I am trying to understand the page 672 on this book here. The book provides the formula 
$$\left|y(x_{n})-y_{n}\right|\leq \left(\frac{M}{2L}\right)\left(e^{L(x_{n}-x_{0})}-1\right)h$$
about the error where you can see the M and L (which looks like some use of Lambert function is needed or rough estimate for the upper bound, look at the $L$ term). There is also an example where it finds some upper bounds and claims some rough estimate. More precisely, I am trying to apply the method of deducing the error term on pages 673-674 for the problem 2 on page 676.
M
I cannot yet understand why the second derivative is used as an estimate for the $M$. On page 673, it just claims that assume that $|y''(x)|\leq M$ but cannot find any premise for it, the 2 in the above. This point about M on pages 673-674 is something black magic to me. Please, explain.
L
The L is apparently just length of the interval.
 A: 
Definitions
L
$L$ is not the length of the interval, but a Lipschitz constant: some
  number such that  $$|f(x,y_1) - f(x,y_2)| \le L|y_1 - y_2|$$ 
  satisfied for all $y_1,y_2,x$ (in some interval of interest).
M
Similarly, $M$ is any number such that the assumption $|y''(x)| \le M$
  is satisfied.
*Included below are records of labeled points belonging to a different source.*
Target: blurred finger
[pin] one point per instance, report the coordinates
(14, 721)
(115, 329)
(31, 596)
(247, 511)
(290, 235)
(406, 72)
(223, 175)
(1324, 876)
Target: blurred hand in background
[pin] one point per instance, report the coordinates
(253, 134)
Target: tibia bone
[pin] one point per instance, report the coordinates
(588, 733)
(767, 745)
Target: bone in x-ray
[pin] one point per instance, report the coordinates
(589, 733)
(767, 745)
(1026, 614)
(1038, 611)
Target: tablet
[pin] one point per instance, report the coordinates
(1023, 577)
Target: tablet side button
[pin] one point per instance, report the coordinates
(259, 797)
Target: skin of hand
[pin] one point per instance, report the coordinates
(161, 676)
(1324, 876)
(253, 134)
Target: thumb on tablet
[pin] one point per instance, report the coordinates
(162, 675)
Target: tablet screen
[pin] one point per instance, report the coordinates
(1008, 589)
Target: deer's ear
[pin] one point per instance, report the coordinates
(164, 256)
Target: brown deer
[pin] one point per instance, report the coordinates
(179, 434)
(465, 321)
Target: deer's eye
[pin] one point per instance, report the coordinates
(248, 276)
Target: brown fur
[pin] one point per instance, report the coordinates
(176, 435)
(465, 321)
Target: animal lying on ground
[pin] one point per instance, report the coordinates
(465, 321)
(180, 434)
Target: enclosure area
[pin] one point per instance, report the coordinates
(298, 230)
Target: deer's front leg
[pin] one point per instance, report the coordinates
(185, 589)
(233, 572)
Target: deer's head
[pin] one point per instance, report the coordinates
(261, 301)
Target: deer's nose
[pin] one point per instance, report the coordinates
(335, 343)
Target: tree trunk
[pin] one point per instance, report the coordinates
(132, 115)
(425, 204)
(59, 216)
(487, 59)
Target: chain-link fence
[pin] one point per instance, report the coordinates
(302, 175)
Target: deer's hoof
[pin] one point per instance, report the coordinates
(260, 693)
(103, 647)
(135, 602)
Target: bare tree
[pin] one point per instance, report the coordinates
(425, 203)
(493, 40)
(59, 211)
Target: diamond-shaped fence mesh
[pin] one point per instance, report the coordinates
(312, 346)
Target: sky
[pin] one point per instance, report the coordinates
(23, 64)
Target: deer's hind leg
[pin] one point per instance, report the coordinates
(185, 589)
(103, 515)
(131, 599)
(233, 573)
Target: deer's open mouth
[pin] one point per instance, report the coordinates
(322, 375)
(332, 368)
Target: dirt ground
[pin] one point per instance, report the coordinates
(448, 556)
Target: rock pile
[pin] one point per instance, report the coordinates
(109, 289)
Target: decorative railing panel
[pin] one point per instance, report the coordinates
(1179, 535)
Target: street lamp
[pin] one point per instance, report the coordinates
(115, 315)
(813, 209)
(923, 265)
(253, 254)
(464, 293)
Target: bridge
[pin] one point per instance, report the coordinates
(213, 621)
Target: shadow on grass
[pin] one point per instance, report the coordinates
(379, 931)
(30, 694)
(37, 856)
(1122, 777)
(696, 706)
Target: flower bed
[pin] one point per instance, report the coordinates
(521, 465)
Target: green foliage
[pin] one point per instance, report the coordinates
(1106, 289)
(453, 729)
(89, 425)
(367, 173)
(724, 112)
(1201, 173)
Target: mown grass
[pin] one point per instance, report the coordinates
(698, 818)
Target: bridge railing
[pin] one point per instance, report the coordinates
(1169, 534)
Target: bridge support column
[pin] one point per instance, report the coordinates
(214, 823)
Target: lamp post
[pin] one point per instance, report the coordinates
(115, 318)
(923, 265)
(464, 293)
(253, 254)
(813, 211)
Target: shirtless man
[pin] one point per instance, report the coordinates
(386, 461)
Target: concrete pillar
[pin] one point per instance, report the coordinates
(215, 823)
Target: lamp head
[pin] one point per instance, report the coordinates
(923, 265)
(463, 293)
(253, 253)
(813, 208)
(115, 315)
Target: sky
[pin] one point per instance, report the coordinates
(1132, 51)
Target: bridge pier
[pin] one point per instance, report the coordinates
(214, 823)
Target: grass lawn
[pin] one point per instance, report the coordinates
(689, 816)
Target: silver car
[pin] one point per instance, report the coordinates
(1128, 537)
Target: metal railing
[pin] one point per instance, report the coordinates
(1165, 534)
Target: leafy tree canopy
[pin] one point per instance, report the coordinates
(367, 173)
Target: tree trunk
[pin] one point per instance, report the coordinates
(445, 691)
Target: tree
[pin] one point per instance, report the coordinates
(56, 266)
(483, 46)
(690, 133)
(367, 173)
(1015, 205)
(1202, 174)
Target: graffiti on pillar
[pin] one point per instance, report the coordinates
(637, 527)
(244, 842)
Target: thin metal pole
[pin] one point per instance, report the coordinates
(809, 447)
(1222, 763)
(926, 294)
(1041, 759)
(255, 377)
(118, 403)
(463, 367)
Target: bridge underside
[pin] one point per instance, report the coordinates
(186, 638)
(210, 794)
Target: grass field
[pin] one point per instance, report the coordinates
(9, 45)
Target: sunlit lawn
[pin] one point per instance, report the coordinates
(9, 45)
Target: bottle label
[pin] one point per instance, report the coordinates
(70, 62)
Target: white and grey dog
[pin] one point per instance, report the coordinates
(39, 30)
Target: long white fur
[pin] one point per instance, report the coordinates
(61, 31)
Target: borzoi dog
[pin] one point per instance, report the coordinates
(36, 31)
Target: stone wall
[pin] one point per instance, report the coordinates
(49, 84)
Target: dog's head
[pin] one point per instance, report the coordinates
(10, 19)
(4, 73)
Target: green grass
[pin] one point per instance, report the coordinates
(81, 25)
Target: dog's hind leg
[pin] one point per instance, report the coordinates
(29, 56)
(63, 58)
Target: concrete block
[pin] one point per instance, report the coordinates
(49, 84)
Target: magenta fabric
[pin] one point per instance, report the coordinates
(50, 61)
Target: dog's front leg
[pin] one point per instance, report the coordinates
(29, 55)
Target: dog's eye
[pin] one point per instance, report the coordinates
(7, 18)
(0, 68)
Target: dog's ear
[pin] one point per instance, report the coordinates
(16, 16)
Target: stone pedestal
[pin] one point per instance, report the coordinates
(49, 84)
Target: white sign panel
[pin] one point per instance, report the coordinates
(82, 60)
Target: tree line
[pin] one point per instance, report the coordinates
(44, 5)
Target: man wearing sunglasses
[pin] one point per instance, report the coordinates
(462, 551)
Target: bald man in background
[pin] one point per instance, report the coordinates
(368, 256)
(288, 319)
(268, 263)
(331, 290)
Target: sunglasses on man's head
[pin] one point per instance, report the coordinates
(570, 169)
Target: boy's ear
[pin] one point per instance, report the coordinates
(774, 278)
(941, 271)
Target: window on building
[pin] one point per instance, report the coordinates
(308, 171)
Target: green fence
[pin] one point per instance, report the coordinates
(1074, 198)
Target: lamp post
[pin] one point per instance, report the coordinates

The error analysis is also explained in this article
  here (reference taken from the Wikipedia article on the Euler
  method).

Example
Suppose the equation $y' = -\frac12 y$ with initial condition $y(0) = 1$ with the Euler method on the interval $x \in [0,1]$. We actually know the exact solution in this case, $y(x) = \exp(\frac12x)$.
Finding L
We note that $f(x,y) = \frac12 y$ in the example, so the equation
$$|f(x,y_1) - f(x,y_2)| \le L|y_1 - y_2|$$ 
becomes 
$$|\frac12 y_1 - \frac12 y_2| \le L |y_1 - y_2|.$$
This equation is satisfied for $L = \frac12$, so this is the value of $L$ we will take (we can also have taken a bigger value for $L$, like $L=1$, in which case we'll get a result which is also valid but not as sharp).
Finding M
We need it to satisfy $|y''(x)| \le M$. Since we know the exact solution, $y(x) = \exp(\frac12x)$, we know that $y''(x) = \frac14\exp(\frac12x)$ and so $|y''(x)| \le \frac14$ on the interval $x \in [0,1]$. However, for most equations we do not know the exact solution, so let us pretend we do not. Then what we can do is the following: differentiate the differential equation $y'(x) = \frac12 y$ to get $y''(x) = \frac12 y'$, and then substitute the differential equation in it to get 
$$y''(x) = \frac12 \cdot \frac12 y = \frac14y.$$ 
We do know that the numerical solution given by the Euler method is a decreasing sequence for this example, so $y\le1$ and thus $|y''(x)| \le \frac14$ (as we found before).
Conclusion
So, we can take $L = \frac12$ and $M = \frac14$ in the error bound.